Maybe it was the setting, maybe it was the company, maybe it’s the ever-increasing sentimentality as we prepare to move, but every second of the movie was even better than the first 14 times I saw it. Some thoughts:
- After the credits, the movie shows San Diego during Christmas time in 1969. The Chipmunk Song is playing. This cracked me up last night, because of how Jason Lee was just in the movie version of ‘Alvin and the Chipmunks.’
- Why did Patrick Fugit disappear after this? The only other thing I’ve ever seen him in was the movie version of ‘White Oleanders’. Did he not age well? Was he *too* William Miller to make it seem like he could play other characters?
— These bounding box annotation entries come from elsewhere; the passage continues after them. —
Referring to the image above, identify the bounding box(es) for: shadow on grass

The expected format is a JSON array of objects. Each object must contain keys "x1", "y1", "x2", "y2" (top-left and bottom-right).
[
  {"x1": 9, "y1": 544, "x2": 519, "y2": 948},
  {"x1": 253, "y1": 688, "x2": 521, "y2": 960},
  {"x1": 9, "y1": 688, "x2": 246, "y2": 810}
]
- When I had this thought last night, I thought it was totally insightful…now I’m realizing I brought the same thing up with ‘One Flew Over the Cuckoo’s Nest’: Do you think that movies set in the past (at the time of release) age better?
- Jessica shared with us some trivia about the movie, and Jack Black was up for the role of Lester Bangs, which eventually went to Philip Seymour Hoffman. I find it mindblowing how much this could have changed his career. This was after Tenacious D, and right around the time of ‘High Fidelity’ – it could have really reshaped him. Instead, he did ‘Shallow Hal.’
- Frances McDormand is so good: She says more with one eyebrow raise than I could get out in a week. Her character is so strongly developed – she is this powerful, hard headed woman, with this amazing soft heart. I think this is one of my favorite movie characters of all time.
- Two Elton John songs feature prominently in the movie: 'Tiny Dancer' and 'Mona Lisas and Mad Hatters.' Beautiful stuff. He’s so not lame, I don’t understand how he became a mainstay of soft rock stations (and I wonder if he does).